Küllerinden doğmak kolay mıdır?
Bir millet umudunu yitirdiğinde, onu yeniden kim ayağa kaldırır?
Bir halk karanlıktan aydınlığa nasıl yürür? Cevap çok nettir. O yürüyüşün adı Cumhuriyet’tir. 29 Ekim 1923’te Atatürk’ün izinde, Artık kendi kaderimizi kendimiz yazarız! dedik. O gün, milletimizin yeniden diriliş günü takvime yazıldı. Cumhuriyetimiz, bir kalemin mürekkebiyle değil, bir kalbin cesaretiyle yazıldı. O kalp, bu toprakların her yerinde hâlâ atıyor. İşte biz o yürüyüşün 102.yılında, hala aynı yürekle, aynı inançla, aynı gururla buradayız. Çünkü yenilmezlikten değil, yeniden doğmayı bilen bir milletten geliyoruz. Her defasında küllerinden doğan, her defasında Vatan sağ olsun! diyebilen o aziz yüreklerden.
Bileğimiz bükülmez ki dünyaya nam salmışız. Bir Türk dünyaya bedel sözünün eseriyiz .Savaşla değil, inançla yoğrulduk.
Birlikten, fedakârlıktan, alın terinden doğduk. Atamızın mirasıyla büyüdük. İstikbal göklerdedir dedi. O günden beri başımızı hep göklere çevirdik. Çünkü göklerde özgürce dalgalanan ay yıldızlı bayrağımız, ulusumuzun kalp atışıdır! Her dalgalanışında bize bu vatanın kolay kazanılmadığını hatırlatır.

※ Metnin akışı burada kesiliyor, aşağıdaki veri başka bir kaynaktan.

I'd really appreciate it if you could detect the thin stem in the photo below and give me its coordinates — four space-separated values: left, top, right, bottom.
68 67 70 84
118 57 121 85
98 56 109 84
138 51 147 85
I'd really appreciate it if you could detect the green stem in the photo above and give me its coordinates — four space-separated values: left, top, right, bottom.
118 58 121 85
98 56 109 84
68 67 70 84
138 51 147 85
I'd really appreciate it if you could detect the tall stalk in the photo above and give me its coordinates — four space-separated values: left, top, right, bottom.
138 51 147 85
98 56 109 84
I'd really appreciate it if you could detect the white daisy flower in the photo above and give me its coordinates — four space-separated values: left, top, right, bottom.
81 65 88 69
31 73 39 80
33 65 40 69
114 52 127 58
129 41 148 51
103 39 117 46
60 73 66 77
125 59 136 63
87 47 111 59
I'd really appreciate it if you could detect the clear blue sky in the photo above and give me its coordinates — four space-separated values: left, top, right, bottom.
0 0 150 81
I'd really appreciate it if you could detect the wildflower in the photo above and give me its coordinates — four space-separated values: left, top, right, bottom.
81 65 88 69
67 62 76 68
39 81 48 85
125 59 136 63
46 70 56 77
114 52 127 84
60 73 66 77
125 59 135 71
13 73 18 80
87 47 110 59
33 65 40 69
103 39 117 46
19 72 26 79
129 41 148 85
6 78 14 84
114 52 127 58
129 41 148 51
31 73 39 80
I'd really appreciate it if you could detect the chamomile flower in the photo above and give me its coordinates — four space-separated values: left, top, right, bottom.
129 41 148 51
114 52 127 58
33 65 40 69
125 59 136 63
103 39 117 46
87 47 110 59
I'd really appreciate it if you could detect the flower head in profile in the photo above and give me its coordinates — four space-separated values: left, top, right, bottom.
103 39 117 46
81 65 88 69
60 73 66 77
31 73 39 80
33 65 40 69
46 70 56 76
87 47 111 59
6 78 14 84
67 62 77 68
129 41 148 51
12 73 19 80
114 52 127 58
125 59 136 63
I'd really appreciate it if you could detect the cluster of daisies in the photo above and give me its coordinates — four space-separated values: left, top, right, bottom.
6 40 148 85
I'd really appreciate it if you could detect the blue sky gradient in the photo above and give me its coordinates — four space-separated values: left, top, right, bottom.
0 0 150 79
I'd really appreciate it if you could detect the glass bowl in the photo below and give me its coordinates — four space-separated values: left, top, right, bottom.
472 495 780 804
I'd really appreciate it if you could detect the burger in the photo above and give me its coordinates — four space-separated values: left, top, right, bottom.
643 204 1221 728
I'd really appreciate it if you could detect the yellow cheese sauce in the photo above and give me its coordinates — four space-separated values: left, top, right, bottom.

Cumhuriyet sadece bir tarih değil hâlâ her sabah içimize doğan bir ışıktır. Gökten inen bir lütuf değil,
yerden yükselen bir inançtır. Her birimizin kalbinde her 29 Ekim’de yeniden kurulur.
Cumhuriyet yalnızca bir yönetim biçimi değil, kadının sesi, çocuğun umudu ve yüce Türk milletinin özgür iradesidir. Bir vicdan şeklidir aslında. Kahramanların kanıyla, anaların duasıyla, bir ulusun alın teriyle yazılmış 102 yıllık büyük destanın yıldönümünde, Ay yıldızlı bayrağımız gönderde nice yüzyıllar boyu dalgalansın! Çünkü sadece geçmişi anan bir millet değil, geleceğe de yön veren bir milletiz. Cumhuriyet bizimdir. Onu yaşatmak, her birimizin kalbinde taşıdığı en büyük görevdir. Ona layık olmak da bizim elimizdedir.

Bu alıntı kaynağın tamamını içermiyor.